DOUBLE DAVE: The Eminem CD, it has been widely reported, had its release moved up a week after widespread online piracy. Now there's news that perhaps the most famous internet-pirated album in history is finally headed towards a commercial release. The Dave Matthews Band will release "Busted Stuff" on July 16, and the new album will be largely comprised of tracks from "The Lillywhite Sessions," a set that the band recorded in early 2000 but famously shelved at the time in favor of "Everyday," which was released in February of 2001 and was a major commercial hit. The 'Lillywhite' album was leaked to the internet shortly thereafter, leading to fierce debates on DMB fansites over which CD was better, and whether 'Lillywhite' will ever see the light of day in any official manner. Yes, the general public will likely eat "Busted Stuff" up, but the question is whether Matthews' hard-core fanbase will purchase an album consisting mostly of songs which they downloaded and burned over a year ago. My guess is yes; after all, DMB has released nearly a half-dozen live albums, all of which contain alternate versions of album tracks, and Dave-heads are known for collecting tapes of different shows and comparing the various renditions.
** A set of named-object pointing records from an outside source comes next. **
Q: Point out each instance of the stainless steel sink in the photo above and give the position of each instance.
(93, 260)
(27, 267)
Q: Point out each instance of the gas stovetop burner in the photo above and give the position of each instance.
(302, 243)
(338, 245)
Plus, the Matthews camp has long insisted that the leaked 'Lillywhite' songs were unfinished; on "Busted Stuff" they will be, and there are two or three new songs included.
(And no, "Lillywhite" was NOT a reference to the ethnicity of most DMB fans, it rather referred to the album's producer, Steve Lillywhite.)

NEW MUSIC WATCH: Much as I have learned to love Weezer in the past six months or so (due to constant spins of last year's "Green Album" and 1996's even better "Pinkerton," which I recently discovered), I can't help but be highly disapointed in their new effort, "Maladroit." A few of the songs are catchy, but the new album is missing both the singalong-ability of the group's two self-titled CDs and the lyrical brilliance of "Pinkerton." The other rock CD I got last week, The Hives' "Veni Vedi Vicious," is much better. The Swedish group, due to their back-to-basics garage-rock sound, are bound to be cursed with the "New Strokes" label (even though the Strokes are themselves pretty new), but that's all right- I'd rather see the Strokes, Hives, White Stripes, and Andrew WK ruling the charts than tiresome, unlistenable crap like Creed, Staind, P.O.D., and Puddle of Mudd any day of the week. Standout tracks on the Hives' album are "Hate to Say I Told You So" and "Die, All Right!" and they even have cool names: Vigilante Carlstroem, Nicholaus Arson, Hawlin' Pelle Almqvist, Chris Dangerous, and Dr. Matt Destruction (he's the bass player). Take that, Fred Durst!